Zaretsky advised that ex-homeowners should not pretend that a deficiency judgment may not affect them. He predicts that a large amount of these judgments will be worked on for years to come. The reason is that many of these debt accounts were sold at a lower price to many collection companies and 3rd party investors. These companies have the intended goal of recovering their initial investment.

Judgments don't have to be obtained immediately by lenders or collection agencies. They may choose to wait until the debtors have financially recovered before they file with a court. In the state of Florida, the lender has up to 5 years to file. Upon receiving judgment, the lender has up to 20 years to collect the debt with interest.

Financial institutions and debt collection companies can hunt down ex-homeowners in spite of a minor debt. In 2004, Mr. Varno and his spouse achieved a short-sale arrangement with their property after he was laid off from his job. In 2008, to his surprise, the second lien holder demanded 25 K from him. Mr. Varno explained that they had already released the title thus making him not indebted to the 2nd lien holder.

Disappointingly enough, that is far from the truth. Although the title was released, this will not make the debt vanish. As there are differences in state laws, a regular mortgage contract is split into 2 provisions. The first being the collateral exchange where the property is pledged. The 2nd is the contractual guarantee to pay off the loan.

Lenders may release property liens so as to enable a short-sale transaction but not necessarily releasing borrowers' obligations to pay back the loan based on the promissory notes. Upon the sale of the home, the secured debt can transform into an unsecured debt.

Zaretsky pointed out to one of his customers who went over the mountain when he got a short-sale. He blindly signed away all the papers that his loan agent had given him with the inclusion of a document that made him still legally responsible for the debt.

He was unaware that the financial institution could take that document and transform it into a deficiency judgment through the legal system.

Financial institutions are not very trustworthy or may not be acting on your best interest. Zaretsky explained of a separate borrower who was rich and eligible to pay off the debt. However, the financial institution did not reciprocate as they knew they can later come after him for a deficiency judgment.

Property agent Mr. Tolchinsky from Florida, mentioned that banks can sometimes pursue borrowers who abandon their home with the knowledge that they may have money or other assets they can pursue.

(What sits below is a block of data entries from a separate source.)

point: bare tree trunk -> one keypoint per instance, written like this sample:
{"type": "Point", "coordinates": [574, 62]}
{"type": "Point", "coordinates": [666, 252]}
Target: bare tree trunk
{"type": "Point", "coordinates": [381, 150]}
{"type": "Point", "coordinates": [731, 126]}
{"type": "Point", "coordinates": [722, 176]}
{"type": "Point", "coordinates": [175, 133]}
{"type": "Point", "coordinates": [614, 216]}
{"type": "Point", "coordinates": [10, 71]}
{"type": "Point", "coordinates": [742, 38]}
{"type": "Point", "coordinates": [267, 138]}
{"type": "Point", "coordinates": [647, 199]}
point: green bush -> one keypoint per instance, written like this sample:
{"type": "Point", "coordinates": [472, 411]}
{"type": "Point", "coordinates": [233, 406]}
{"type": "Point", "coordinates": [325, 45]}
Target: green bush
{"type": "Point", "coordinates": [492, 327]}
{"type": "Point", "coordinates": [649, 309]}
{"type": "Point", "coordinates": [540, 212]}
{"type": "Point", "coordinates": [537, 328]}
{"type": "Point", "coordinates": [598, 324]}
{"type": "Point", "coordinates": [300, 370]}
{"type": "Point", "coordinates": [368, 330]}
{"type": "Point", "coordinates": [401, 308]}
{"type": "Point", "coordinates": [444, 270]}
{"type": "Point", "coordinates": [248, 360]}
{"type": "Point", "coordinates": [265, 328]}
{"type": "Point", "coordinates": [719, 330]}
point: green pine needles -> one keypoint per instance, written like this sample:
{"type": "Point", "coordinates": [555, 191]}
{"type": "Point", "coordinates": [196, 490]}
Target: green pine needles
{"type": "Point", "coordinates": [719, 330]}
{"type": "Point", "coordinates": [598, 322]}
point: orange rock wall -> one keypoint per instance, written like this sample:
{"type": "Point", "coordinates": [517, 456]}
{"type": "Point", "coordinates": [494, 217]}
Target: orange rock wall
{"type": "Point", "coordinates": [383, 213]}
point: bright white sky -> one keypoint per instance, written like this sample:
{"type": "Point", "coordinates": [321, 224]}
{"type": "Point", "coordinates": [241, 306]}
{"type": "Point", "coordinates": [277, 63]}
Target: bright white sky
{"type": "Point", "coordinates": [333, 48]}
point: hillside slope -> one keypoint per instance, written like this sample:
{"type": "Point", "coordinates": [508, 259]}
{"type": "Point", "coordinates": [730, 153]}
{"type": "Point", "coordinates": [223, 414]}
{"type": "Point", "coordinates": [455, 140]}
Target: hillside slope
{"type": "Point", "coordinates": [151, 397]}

Banks will research to see if it was a pure walking-away attempt where the borrower truly could not afford to make his or her mortgage payments. If they find out that the borrower has been making timely payments and is in financially sound status, he or she maybe targeted for the deficiency.

If in doubt, it is advisable to seek legal advice to ensure that your short-sale or deed in lieu agreement does not contain any deficiencies therefore allowing your lender to pursue you in the future. To alleviate any risks, it is important for your attorney or counselor to negotiate the deficiency out of the short-sale or deed in lieu contract.

Learn how to stop foreclosure by keeping informed on the latest government assisted programs. Download the Free Podcast about How To Prevent Deficiency Judgments After A Short-Sale for your own use, blog or website.